Neyse mekandaki garsonlar cok kibar bir şekilde dışarı cıkardı beni. Sendeleye sendeleye, icim boşalmış gibi evime yuruyorum, bir baktım arkamdan geliyor.
Bana vurdun hem de 4 5 kere, farkında mısın? dedi.
İnanılmaz sakin bir şekilde: "Evet, ozur dilerim" dedim.
"Şu an beni seni taciz etti sanıyorlar, beni bir daha mekana almayacaklar, geri gelir misin benimle?" diye sordu.
Yine aşırı sakin bir şekilde: "Alırlar mı ki geri?" dedim.
Sonra gercekten gittim adamla tekrar iceri girdim, yarım saat oyle sakince oturduk, sonra cıktım.
Ertesi sabah midem bu yaşanan olaylardan (ve ictiğim cinlerden, votkalardan) o kadar bulanıyordu ki adamı engelledim.
Bir yandan kendime "sen şiddete karşı birisin, bir insana nasıl vurursun?" diyordum, acaba bende şiddet eğilimi mi var, normal değil miyim, diyordum, aşırı utanıyordum.
Bir yanım ise, "Aman o da hak etti, engelle gec, durma uzerinde, unut gitsin, kadının tokadı ile erkeğinki aynı acıtmaz" diyordu.
Sonrasında bu duşuncemden de utanıyordum, şiddetin kadını erkeği olmaz diye. Sonra aklıma oncesinde beni taciz ettiği geliyordu. Sonra yine kendime sinirleniyordum neden acık acık hayır demedim diye.
Yani butun manipulator erkekleri kendime cekiyor olamam. Neden hep bu hikayeler benim başıma geliyor? Ya birinden cok hoşlanıyorum ve yuz bulamıyorum ya da bendeki zayıflığın kokusunu alan erkekler gelip suclu hissettirerek bir şeyler koparmaya calışıyor (para veya seks).

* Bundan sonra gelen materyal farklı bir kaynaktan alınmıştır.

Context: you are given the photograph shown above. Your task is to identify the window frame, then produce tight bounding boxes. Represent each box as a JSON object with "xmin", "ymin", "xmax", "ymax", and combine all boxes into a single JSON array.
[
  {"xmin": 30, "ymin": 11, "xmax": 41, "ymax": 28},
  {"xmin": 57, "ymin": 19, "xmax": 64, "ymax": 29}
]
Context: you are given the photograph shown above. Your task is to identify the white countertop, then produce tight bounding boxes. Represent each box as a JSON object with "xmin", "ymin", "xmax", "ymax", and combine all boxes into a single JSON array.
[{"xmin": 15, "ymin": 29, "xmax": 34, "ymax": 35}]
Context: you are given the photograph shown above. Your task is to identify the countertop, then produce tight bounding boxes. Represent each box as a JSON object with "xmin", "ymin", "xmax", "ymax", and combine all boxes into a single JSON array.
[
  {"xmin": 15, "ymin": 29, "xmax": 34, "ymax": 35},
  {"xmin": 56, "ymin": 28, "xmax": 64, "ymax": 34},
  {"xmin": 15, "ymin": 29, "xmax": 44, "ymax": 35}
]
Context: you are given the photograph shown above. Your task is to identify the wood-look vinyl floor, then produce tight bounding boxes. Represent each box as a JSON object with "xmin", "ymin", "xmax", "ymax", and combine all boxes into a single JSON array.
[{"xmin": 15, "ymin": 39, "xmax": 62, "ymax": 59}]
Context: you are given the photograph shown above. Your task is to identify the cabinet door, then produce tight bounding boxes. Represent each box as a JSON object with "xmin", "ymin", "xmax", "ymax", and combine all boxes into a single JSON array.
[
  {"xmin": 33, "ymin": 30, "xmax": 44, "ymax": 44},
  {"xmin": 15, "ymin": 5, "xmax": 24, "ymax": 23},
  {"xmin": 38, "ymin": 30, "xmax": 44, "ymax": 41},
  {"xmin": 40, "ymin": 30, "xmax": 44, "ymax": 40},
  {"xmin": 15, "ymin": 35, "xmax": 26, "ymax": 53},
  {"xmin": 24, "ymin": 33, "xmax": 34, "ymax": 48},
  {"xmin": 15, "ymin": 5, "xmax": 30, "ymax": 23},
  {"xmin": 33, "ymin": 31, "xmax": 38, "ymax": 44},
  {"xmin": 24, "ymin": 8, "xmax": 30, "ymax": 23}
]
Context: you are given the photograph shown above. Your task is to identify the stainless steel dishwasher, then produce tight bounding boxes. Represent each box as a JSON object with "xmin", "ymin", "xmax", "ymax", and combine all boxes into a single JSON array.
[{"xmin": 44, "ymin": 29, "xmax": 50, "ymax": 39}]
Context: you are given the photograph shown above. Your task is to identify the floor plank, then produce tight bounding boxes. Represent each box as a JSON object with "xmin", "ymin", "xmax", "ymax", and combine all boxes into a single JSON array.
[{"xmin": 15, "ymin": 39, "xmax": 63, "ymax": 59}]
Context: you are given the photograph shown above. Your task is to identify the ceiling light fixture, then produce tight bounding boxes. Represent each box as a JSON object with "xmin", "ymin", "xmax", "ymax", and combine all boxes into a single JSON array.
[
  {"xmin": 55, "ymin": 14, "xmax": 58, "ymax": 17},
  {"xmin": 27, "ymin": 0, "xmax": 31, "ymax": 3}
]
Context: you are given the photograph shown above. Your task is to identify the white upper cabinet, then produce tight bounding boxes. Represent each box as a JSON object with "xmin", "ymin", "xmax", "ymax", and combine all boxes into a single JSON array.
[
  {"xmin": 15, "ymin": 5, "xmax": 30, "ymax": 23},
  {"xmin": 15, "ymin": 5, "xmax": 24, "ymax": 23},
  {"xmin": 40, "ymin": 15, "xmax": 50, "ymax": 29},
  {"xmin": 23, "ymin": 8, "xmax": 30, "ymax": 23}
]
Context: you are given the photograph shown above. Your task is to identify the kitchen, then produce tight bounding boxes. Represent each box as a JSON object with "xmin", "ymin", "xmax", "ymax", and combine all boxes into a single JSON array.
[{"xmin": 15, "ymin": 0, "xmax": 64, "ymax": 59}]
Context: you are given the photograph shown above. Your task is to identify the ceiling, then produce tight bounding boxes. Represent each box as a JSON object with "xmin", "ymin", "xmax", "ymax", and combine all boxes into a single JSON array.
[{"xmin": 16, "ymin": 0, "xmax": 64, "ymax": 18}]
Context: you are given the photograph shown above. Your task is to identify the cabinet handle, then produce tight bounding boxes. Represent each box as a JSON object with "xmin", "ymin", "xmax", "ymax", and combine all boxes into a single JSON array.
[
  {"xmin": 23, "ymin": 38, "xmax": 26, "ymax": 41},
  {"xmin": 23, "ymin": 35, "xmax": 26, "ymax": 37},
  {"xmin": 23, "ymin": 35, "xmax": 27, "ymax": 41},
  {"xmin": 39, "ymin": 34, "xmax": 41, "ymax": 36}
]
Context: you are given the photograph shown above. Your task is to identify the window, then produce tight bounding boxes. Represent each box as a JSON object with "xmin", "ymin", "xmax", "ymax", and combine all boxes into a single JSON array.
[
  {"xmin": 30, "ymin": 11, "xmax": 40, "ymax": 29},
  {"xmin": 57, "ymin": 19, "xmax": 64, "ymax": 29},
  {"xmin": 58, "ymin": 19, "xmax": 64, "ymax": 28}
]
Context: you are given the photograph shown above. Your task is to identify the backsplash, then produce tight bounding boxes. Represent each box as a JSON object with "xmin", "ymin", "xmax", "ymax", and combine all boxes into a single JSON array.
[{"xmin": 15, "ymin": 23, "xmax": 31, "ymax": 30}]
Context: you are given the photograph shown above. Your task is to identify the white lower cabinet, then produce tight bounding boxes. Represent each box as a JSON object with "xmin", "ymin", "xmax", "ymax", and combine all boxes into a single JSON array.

Altı senedir yalnızım. O heriften hemen sonra cok daha iyi kalpli, kendim gibi yengec burcu bir erkekle cıktım. O da 16 yaşında tecavuze uğramıştı. Hala arkadaşız. Gecenlerde Turkiye'ye gittiğimde buluştuk.
Sonsuza kadar yalnız kalmaktan korkuyorum, dedim ona.

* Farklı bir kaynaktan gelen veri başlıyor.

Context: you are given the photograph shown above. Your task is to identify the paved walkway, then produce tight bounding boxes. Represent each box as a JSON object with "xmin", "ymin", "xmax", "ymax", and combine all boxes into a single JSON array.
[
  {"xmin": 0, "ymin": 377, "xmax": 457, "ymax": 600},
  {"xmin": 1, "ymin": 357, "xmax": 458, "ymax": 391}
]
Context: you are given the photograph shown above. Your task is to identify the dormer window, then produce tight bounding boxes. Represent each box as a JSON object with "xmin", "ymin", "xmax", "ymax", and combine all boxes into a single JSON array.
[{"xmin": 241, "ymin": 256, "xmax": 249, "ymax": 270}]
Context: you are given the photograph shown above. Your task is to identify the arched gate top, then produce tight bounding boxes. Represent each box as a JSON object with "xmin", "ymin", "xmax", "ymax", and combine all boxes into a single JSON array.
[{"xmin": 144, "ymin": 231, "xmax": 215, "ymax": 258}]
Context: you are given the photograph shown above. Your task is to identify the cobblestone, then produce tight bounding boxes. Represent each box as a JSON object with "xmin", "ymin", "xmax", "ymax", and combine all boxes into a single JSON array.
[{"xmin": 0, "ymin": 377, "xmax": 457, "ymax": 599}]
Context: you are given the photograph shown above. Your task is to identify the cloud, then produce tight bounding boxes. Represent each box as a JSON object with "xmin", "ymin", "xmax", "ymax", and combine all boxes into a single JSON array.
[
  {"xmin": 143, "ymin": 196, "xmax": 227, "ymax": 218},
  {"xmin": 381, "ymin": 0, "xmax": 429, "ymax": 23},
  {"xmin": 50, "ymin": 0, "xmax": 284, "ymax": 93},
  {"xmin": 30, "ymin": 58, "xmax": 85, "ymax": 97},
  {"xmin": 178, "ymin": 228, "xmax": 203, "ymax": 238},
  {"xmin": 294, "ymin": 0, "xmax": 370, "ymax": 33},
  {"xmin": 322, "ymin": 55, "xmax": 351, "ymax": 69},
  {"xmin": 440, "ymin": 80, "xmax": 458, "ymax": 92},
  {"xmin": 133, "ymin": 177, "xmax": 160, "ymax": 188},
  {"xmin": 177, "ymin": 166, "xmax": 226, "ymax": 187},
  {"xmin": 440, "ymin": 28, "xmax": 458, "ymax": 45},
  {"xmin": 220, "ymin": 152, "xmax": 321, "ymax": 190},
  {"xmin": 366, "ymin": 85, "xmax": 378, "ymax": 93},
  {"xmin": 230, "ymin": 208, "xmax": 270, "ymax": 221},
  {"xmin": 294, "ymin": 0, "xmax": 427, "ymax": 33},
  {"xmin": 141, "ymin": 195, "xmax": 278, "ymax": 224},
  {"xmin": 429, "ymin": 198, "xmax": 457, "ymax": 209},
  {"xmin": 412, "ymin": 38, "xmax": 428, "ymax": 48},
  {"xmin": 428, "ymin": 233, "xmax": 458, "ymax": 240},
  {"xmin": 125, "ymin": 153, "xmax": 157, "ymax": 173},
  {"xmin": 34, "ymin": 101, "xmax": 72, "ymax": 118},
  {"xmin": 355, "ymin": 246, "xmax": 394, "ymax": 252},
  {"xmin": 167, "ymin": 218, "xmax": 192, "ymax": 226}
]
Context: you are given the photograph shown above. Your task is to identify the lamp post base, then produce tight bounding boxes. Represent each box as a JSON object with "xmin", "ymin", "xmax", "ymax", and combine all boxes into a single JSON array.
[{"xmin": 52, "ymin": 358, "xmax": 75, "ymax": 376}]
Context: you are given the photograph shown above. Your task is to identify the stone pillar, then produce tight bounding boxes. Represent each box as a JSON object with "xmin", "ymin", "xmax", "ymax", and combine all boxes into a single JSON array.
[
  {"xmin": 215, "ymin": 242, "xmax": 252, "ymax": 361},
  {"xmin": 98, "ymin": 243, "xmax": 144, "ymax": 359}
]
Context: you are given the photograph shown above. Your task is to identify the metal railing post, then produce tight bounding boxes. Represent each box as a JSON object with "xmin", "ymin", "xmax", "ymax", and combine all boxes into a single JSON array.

Bence yalnızlıktan korkma, yanlış insanlarla beraber olmaktan kork, yalnız da kalmayacaksın, takma kafana bunları dedi.
Bazen diyorum ki yalnız olmak, bir ilişki icerisinde olmamak en iyisi şu an belki de. Kendime donmek, kendi yaralarımı sarmak. Altı yıl mı artık neyse, belki bir altı yıl daha sursun, ne olacak ki, diyorum, sen kendine don, kendini sev diyorum. Haklıyım da bence.
Neden anlattım bunları bilmiyorum. Ama icimi dokmek iyi geldi. İyi ki varsın KK.